More than 200 cities have $1 million starter homes

In more than 200 U.S. cities, the average starter home for sale is worth $1 million or more. The cost of housing has skyrocketed during the pandemic, driven by a housing shortage, increased demand and rising inflation. A new report from Zillow found that in some markets, the average starter home is far more expensive than the average American can afford.

According to Zillow, a starter home is in the bottom third of home values ​​in a given region.

Five years ago, there were only 84 cities where the typical starter home was worth $1 million. Between 2019 and 2024, starter home values ​​rose 54.1%, helping many young Americans delay buying their first home.

Change is coming for potential first-time homeowners: There is an increasing number of homes on the market, giving buyers more time to consider their options. A rising housing inventory can also give buyers more negotiating power.

“The share of inventory that is smaller and more affordable has grown, which is helping to keep the median price low even as prices per square foot continue to rise,” said Danielle Hale, chief economist for Realtor.com. “Some very welcome news for potential buyers.”

The typical starter home is worth $196,611. The real estate agency called this price “Comfortably affordable for a middle-income household.”

California to Texas: Moving from California to Texas can save a million dollars. Many Americans choose to do so.
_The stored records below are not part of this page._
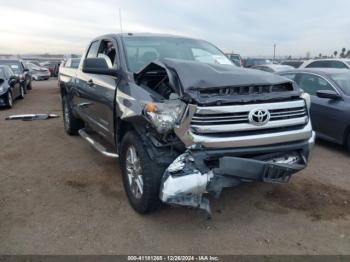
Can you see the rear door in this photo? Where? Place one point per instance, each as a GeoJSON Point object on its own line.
{"type": "Point", "coordinates": [81, 93]}
{"type": "Point", "coordinates": [324, 112]}
{"type": "Point", "coordinates": [17, 85]}
{"type": "Point", "coordinates": [101, 91]}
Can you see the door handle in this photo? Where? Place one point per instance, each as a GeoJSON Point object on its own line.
{"type": "Point", "coordinates": [90, 83]}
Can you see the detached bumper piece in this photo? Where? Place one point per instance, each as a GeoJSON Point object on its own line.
{"type": "Point", "coordinates": [183, 184]}
{"type": "Point", "coordinates": [188, 178]}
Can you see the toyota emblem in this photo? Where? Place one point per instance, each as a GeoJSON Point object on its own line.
{"type": "Point", "coordinates": [259, 117]}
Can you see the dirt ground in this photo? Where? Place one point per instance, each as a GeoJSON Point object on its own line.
{"type": "Point", "coordinates": [59, 196]}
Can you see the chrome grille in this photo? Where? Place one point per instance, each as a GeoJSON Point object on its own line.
{"type": "Point", "coordinates": [247, 90]}
{"type": "Point", "coordinates": [224, 119]}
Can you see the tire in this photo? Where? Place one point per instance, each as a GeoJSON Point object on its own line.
{"type": "Point", "coordinates": [71, 123]}
{"type": "Point", "coordinates": [21, 95]}
{"type": "Point", "coordinates": [25, 88]}
{"type": "Point", "coordinates": [146, 168]}
{"type": "Point", "coordinates": [9, 99]}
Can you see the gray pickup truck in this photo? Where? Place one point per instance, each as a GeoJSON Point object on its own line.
{"type": "Point", "coordinates": [182, 119]}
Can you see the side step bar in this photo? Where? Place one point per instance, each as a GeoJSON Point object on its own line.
{"type": "Point", "coordinates": [95, 144]}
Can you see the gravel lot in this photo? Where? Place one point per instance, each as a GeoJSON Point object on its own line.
{"type": "Point", "coordinates": [59, 196]}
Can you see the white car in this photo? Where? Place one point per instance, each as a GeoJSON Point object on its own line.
{"type": "Point", "coordinates": [343, 63]}
{"type": "Point", "coordinates": [38, 73]}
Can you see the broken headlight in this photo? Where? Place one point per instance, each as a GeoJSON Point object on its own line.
{"type": "Point", "coordinates": [164, 116]}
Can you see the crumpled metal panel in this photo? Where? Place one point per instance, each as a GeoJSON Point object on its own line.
{"type": "Point", "coordinates": [183, 184]}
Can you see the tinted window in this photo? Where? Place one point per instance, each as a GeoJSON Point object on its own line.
{"type": "Point", "coordinates": [140, 51]}
{"type": "Point", "coordinates": [294, 64]}
{"type": "Point", "coordinates": [312, 83]}
{"type": "Point", "coordinates": [93, 50]}
{"type": "Point", "coordinates": [10, 72]}
{"type": "Point", "coordinates": [264, 68]}
{"type": "Point", "coordinates": [2, 73]}
{"type": "Point", "coordinates": [320, 64]}
{"type": "Point", "coordinates": [343, 80]}
{"type": "Point", "coordinates": [338, 64]}
{"type": "Point", "coordinates": [289, 76]}
{"type": "Point", "coordinates": [108, 51]}
{"type": "Point", "coordinates": [75, 63]}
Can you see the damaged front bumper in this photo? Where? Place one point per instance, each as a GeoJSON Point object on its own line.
{"type": "Point", "coordinates": [197, 172]}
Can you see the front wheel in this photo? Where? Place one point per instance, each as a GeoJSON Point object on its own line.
{"type": "Point", "coordinates": [21, 93]}
{"type": "Point", "coordinates": [29, 85]}
{"type": "Point", "coordinates": [141, 176]}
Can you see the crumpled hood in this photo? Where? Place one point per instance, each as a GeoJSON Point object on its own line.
{"type": "Point", "coordinates": [189, 77]}
{"type": "Point", "coordinates": [195, 75]}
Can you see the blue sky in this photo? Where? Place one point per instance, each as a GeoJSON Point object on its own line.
{"type": "Point", "coordinates": [246, 27]}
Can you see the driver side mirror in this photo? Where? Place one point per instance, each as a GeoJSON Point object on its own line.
{"type": "Point", "coordinates": [98, 66]}
{"type": "Point", "coordinates": [330, 94]}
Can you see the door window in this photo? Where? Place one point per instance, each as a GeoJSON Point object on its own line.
{"type": "Point", "coordinates": [312, 83]}
{"type": "Point", "coordinates": [108, 51]}
{"type": "Point", "coordinates": [92, 53]}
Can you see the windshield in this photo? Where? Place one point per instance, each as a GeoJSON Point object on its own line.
{"type": "Point", "coordinates": [255, 62]}
{"type": "Point", "coordinates": [15, 66]}
{"type": "Point", "coordinates": [141, 51]}
{"type": "Point", "coordinates": [343, 80]}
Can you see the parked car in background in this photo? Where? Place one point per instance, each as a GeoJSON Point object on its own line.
{"type": "Point", "coordinates": [293, 63]}
{"type": "Point", "coordinates": [330, 101]}
{"type": "Point", "coordinates": [53, 66]}
{"type": "Point", "coordinates": [236, 59]}
{"type": "Point", "coordinates": [38, 73]}
{"type": "Point", "coordinates": [327, 63]}
{"type": "Point", "coordinates": [250, 62]}
{"type": "Point", "coordinates": [272, 68]}
{"type": "Point", "coordinates": [71, 63]}
{"type": "Point", "coordinates": [10, 87]}
{"type": "Point", "coordinates": [19, 68]}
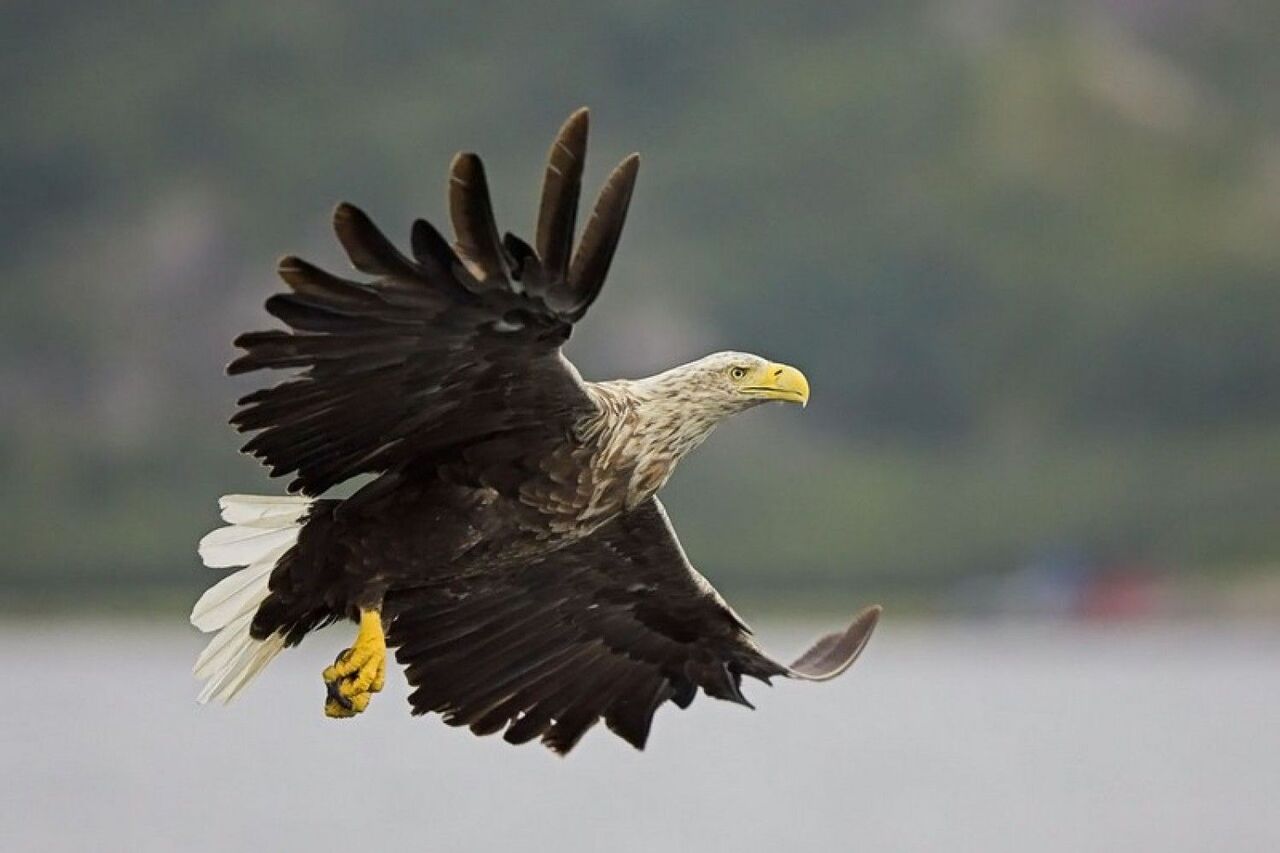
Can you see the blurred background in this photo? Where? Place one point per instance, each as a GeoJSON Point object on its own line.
{"type": "Point", "coordinates": [1025, 252]}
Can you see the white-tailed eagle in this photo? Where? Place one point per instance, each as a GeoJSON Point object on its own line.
{"type": "Point", "coordinates": [510, 547]}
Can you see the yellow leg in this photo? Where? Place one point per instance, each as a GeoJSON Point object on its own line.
{"type": "Point", "coordinates": [360, 671]}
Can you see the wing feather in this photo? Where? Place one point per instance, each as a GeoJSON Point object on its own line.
{"type": "Point", "coordinates": [611, 626]}
{"type": "Point", "coordinates": [453, 349]}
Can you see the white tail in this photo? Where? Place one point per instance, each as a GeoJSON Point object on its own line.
{"type": "Point", "coordinates": [261, 530]}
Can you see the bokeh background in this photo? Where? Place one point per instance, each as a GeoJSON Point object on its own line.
{"type": "Point", "coordinates": [1027, 252]}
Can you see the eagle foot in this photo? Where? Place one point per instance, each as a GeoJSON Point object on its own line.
{"type": "Point", "coordinates": [359, 671]}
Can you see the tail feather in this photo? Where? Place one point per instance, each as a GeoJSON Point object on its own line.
{"type": "Point", "coordinates": [261, 530]}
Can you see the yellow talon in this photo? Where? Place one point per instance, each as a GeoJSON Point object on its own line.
{"type": "Point", "coordinates": [359, 671]}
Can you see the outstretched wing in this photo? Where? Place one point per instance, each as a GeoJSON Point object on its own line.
{"type": "Point", "coordinates": [608, 628]}
{"type": "Point", "coordinates": [455, 346]}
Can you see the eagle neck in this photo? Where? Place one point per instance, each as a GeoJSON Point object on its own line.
{"type": "Point", "coordinates": [644, 428]}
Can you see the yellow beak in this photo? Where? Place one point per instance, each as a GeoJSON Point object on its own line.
{"type": "Point", "coordinates": [780, 382]}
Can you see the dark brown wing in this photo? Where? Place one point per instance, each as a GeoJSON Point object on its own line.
{"type": "Point", "coordinates": [608, 628]}
{"type": "Point", "coordinates": [453, 347]}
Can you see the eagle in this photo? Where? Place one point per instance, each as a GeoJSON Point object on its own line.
{"type": "Point", "coordinates": [503, 537]}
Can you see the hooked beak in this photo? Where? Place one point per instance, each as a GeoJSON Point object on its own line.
{"type": "Point", "coordinates": [780, 382]}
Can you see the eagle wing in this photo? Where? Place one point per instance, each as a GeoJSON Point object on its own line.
{"type": "Point", "coordinates": [609, 626]}
{"type": "Point", "coordinates": [453, 347]}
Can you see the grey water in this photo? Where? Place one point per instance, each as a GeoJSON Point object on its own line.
{"type": "Point", "coordinates": [945, 737]}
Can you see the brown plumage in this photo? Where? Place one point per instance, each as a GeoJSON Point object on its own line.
{"type": "Point", "coordinates": [511, 538]}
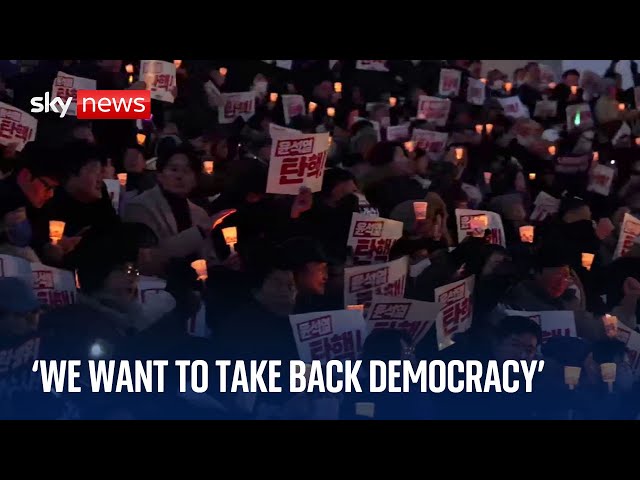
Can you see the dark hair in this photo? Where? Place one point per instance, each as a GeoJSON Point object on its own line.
{"type": "Point", "coordinates": [516, 325]}
{"type": "Point", "coordinates": [571, 71]}
{"type": "Point", "coordinates": [183, 149]}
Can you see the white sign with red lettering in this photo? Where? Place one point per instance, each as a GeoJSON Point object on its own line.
{"type": "Point", "coordinates": [293, 105]}
{"type": "Point", "coordinates": [160, 78]}
{"type": "Point", "coordinates": [600, 179]}
{"type": "Point", "coordinates": [65, 86]}
{"type": "Point", "coordinates": [553, 323]}
{"type": "Point", "coordinates": [629, 231]}
{"type": "Point", "coordinates": [371, 238]}
{"type": "Point", "coordinates": [52, 286]}
{"type": "Point", "coordinates": [16, 126]}
{"type": "Point", "coordinates": [475, 223]}
{"type": "Point", "coordinates": [449, 82]}
{"type": "Point", "coordinates": [297, 159]}
{"type": "Point", "coordinates": [579, 116]}
{"type": "Point", "coordinates": [240, 104]}
{"type": "Point", "coordinates": [476, 92]}
{"type": "Point", "coordinates": [362, 283]}
{"type": "Point", "coordinates": [513, 107]}
{"type": "Point", "coordinates": [434, 143]}
{"type": "Point", "coordinates": [324, 336]}
{"type": "Point", "coordinates": [412, 316]}
{"type": "Point", "coordinates": [374, 65]}
{"type": "Point", "coordinates": [457, 311]}
{"type": "Point", "coordinates": [434, 110]}
{"type": "Point", "coordinates": [398, 133]}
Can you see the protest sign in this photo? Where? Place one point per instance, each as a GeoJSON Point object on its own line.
{"type": "Point", "coordinates": [449, 82]}
{"type": "Point", "coordinates": [363, 282]}
{"type": "Point", "coordinates": [16, 126]}
{"type": "Point", "coordinates": [629, 231]}
{"type": "Point", "coordinates": [371, 238]}
{"type": "Point", "coordinates": [160, 78]}
{"type": "Point", "coordinates": [239, 104]}
{"type": "Point", "coordinates": [393, 313]}
{"type": "Point", "coordinates": [475, 222]}
{"type": "Point", "coordinates": [65, 86]}
{"type": "Point", "coordinates": [374, 65]}
{"type": "Point", "coordinates": [600, 179]}
{"type": "Point", "coordinates": [324, 336]}
{"type": "Point", "coordinates": [52, 286]}
{"type": "Point", "coordinates": [558, 323]}
{"type": "Point", "coordinates": [457, 310]}
{"type": "Point", "coordinates": [292, 105]}
{"type": "Point", "coordinates": [297, 159]}
{"type": "Point", "coordinates": [434, 110]}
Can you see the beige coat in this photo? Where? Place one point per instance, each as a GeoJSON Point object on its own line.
{"type": "Point", "coordinates": [152, 209]}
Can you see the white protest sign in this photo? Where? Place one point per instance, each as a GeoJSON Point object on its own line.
{"type": "Point", "coordinates": [286, 64]}
{"type": "Point", "coordinates": [412, 316]}
{"type": "Point", "coordinates": [554, 323]}
{"type": "Point", "coordinates": [114, 189]}
{"type": "Point", "coordinates": [457, 310]}
{"type": "Point", "coordinates": [545, 205]}
{"type": "Point", "coordinates": [600, 179]}
{"type": "Point", "coordinates": [398, 133]}
{"type": "Point", "coordinates": [475, 222]}
{"type": "Point", "coordinates": [65, 86]}
{"type": "Point", "coordinates": [476, 92]}
{"type": "Point", "coordinates": [52, 286]}
{"type": "Point", "coordinates": [434, 143]}
{"type": "Point", "coordinates": [160, 78]}
{"type": "Point", "coordinates": [16, 126]}
{"type": "Point", "coordinates": [373, 65]}
{"type": "Point", "coordinates": [292, 105]}
{"type": "Point", "coordinates": [629, 231]}
{"type": "Point", "coordinates": [362, 283]}
{"type": "Point", "coordinates": [546, 108]}
{"type": "Point", "coordinates": [449, 82]}
{"type": "Point", "coordinates": [371, 238]}
{"type": "Point", "coordinates": [325, 336]}
{"type": "Point", "coordinates": [579, 116]}
{"type": "Point", "coordinates": [513, 107]}
{"type": "Point", "coordinates": [297, 159]}
{"type": "Point", "coordinates": [240, 104]}
{"type": "Point", "coordinates": [434, 110]}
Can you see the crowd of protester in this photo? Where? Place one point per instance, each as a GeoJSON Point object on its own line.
{"type": "Point", "coordinates": [292, 250]}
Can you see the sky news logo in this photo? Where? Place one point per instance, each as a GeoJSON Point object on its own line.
{"type": "Point", "coordinates": [99, 104]}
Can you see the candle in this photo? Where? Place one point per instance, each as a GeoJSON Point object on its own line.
{"type": "Point", "coordinates": [526, 234]}
{"type": "Point", "coordinates": [608, 371]}
{"type": "Point", "coordinates": [420, 210]}
{"type": "Point", "coordinates": [122, 178]}
{"type": "Point", "coordinates": [200, 266]}
{"type": "Point", "coordinates": [572, 376]}
{"type": "Point", "coordinates": [587, 260]}
{"type": "Point", "coordinates": [56, 230]}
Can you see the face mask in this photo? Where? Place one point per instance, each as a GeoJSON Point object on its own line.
{"type": "Point", "coordinates": [20, 234]}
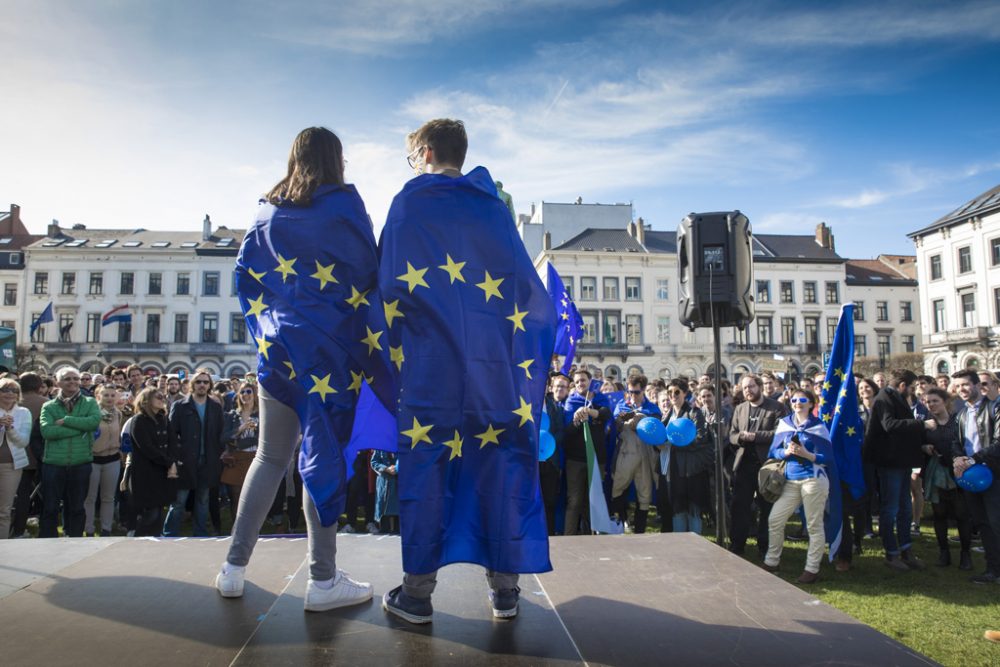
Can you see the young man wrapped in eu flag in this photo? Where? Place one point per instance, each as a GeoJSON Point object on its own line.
{"type": "Point", "coordinates": [470, 330]}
About half of the cities with $1 million starter homes are in California

Of the 237 cities with $1 million starter homes, half are in California. New York has 31 cities with expensive starter homes, followed by New Jersey (21 cities).

Between 2019 and 2024, the number of California cities with million-dollar starter homes will more than double.

Zillow said that markets associated with lower homeownership rates tend to have more expensive starter homes. The same goes for markets with restrictive building codes. Lower inventory is reflected in more expensive housing markets.

California has one of the most expensive housing markets in the US

Last year, the California Community Poll found that 4 in 10 Californians are considering moving to another state, with the majority saying it is too expensive to live there. While the poll found that the majority of Californians like living in the state, the rising cost of living is the top reason people are moving.

About 64% of the Golden State’s counties have a median home value above the national median of $389,800. Four of the five most expensive counties in the U.S. based on median home price were in California.

County-level housing statistics data from the American Community Survey shows how much homes are worth across California.

Cost of living: Nearly half of California residents are considering leaving the state,

Outside of California, Massachusetts ranks in the top five counties with the highest average home prices:

  1. Santa Clara County, California: $1,583,130
  2. San Mateo County, California: $1,573,470
  3. Marin County, California: $1,454,450
  4. San Francisco County, California: $1,332,660
  5. Nantucket County, Massachusetts: $1,313,450

Logan Mohtashami, principal analyst for HousingWire, a trade publication for mortgage, real estate and housing professionals, previously told USA TODAY that California has been ineffective in lowering the cost of living because not enough homes are being built. That means there is more demand for homes than supply.

Mohtashami called the housing market unhealthy. “We still have too many people chasing too few homes,” he said. “California is going to be a tug of war. Can they keep enough people here? Or are more people just going to keep leaving?”